The mean of the simulated predictive distribution for each series and horizon is 
now the same as the matrix passed (.predicted) as a result of the re-centering
operation automatically carried out.

## Method 2: Innovation Distribution Injection

In the injection approach, we pass the simulated correlated innovations from the DCC model
to the ARIMA simulation and ensure that we also pass enough start-up innovations to
produce a forward type simulation equivalent to a simulated forecast.

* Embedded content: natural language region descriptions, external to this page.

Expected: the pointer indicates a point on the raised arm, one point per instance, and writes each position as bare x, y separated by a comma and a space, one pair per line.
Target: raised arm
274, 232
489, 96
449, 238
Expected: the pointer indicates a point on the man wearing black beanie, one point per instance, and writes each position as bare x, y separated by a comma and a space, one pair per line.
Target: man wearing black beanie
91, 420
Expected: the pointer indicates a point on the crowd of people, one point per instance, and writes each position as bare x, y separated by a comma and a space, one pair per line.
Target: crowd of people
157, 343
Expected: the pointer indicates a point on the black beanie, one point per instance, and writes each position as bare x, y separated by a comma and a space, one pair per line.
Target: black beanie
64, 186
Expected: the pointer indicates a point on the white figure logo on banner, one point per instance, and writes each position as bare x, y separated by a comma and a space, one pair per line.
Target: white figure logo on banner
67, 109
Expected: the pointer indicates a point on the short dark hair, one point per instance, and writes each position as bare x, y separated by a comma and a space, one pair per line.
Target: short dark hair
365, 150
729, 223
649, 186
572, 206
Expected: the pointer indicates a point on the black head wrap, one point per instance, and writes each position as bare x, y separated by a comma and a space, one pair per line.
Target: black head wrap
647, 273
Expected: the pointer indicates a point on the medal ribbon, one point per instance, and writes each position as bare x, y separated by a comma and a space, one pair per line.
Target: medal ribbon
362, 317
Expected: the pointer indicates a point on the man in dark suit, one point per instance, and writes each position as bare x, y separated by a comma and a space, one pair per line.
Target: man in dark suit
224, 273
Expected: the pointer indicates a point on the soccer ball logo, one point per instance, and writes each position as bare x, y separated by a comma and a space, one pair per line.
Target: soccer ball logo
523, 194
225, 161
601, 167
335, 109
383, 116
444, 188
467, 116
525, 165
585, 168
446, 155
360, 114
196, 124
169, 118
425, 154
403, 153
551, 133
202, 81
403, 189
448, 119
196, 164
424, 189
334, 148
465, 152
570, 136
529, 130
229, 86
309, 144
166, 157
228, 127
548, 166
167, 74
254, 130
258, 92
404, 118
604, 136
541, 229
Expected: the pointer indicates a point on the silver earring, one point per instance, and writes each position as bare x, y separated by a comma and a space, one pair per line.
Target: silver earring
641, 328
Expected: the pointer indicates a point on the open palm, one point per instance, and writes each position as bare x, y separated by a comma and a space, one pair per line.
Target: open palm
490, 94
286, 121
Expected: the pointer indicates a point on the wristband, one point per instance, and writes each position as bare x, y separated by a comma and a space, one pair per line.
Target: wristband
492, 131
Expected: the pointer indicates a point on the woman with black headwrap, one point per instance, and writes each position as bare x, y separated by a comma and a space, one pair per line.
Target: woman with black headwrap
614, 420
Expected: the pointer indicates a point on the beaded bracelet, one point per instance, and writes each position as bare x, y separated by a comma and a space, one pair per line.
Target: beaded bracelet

```{r, fig.width=6,fig.height=4}
res <- p$mu
arima_pred <- lapply(1:5, function(i){
  # we eliminate the mean prediction from the simulated predictive distribution
  # to obtain the zero mean innovations
  res_i <- scale(t(res[,i,]), scale = FALSE, center = TRUE)
  sim_p <- do.call(rbind, lapply(1:5000, function(j) {
    arima.sim(model = list(ar = coef(arima_model[[i]])[1:6]), n.start = 20, n = 25, innov = res_i[j,], start.innov = as.numeric(tail(.residuals[,i],20))) |> as.numeric() + coef(arima_model[[i]])[7]
  }))
  return(sim_p)
})
arima_pred <- array(unlist(arima_pred), dim = c(5000, 25, 5))
arima_pred <- aperm(arima_pred, c(2, 3, 1))

simulated_mean <- as.matrix(t(apply(arima_pred, 1, rowMeans)))
colnames(simulated_mean) <- colnames(train)
par(mfrow = c(3,2), mar = c(2,2,2,2))
for (i in 1:5) {
  matplot(cbind(simulated_mean[,i], .predicted[,i]), type = "l", lty = c(1,3), lwd = c(2, 2), col = c("grey","tomato1"), ylab = "", xaxt = "n")
  grid()
}
par(oldpar)
```

The simulated mean is as expected no different from the prediction mean of the ARIMA model.

## Method Comparison

We visually inspect the 2 methods by creating a couple of overlayed distribution plots 

```{r, fig.width=6,fig.height=4}
i <- 1
sim_1a <- t(p$mu[,i,])
sim_1b <- t(arima_pred[,i,])
colnames(sim_1a) <- colnames(sim_1b) <- as.character(p$forc_dates)
class(sim_1a) <- class(sim_1b) <- "tsmodel.distribution"
par(mar = c(2,2,1.1,1), pty = "m", cex.axis = 0.8)
plot(sim_1a, gradient_color = "whitesmoke", interval_color = "orange", median_color = "orange")
plot(sim_1b, add = TRUE, gradient_color = "whitesmoke", interval_color = "steelblue", median_color = "steelblue", median_type = 2)
par(oldpar)
```

Next we visually inspect the pairwise correlations between the two methods:

```{r, fig.width=6,fig.height=4}
j <- 2
sim_2a <- t(p$mu[,j,])
sim_2b <- t(arima_pred[,j,])
colnames(sim_2a) <- colnames(sim_2b) <- as.character(p$forc_dates)
class(sim_2a) <- class(sim_2b) <- "tsmodel.distribution"
C_a <- sapply(1:25, function(i) cor(sim_1a[,i], sim_2a[,i]))
C_b <- sapply(1:25, function(i) cor(sim_1b[,i], sim_2b[,i]))
par(mar = c(2,2,1.1,1), pty = "m", cex.axis = 0.8, cex.main = 0.8)
matplot(cbind(C_a, C_b), type = "l", lty = c(1,3), lwd = c(2, 2), col = c("grey","tomato1"), ylab = "", main = "Pairwise Correlation")
grid()
par(oldpar)
```

As can be observed, both methods produce almost identical output.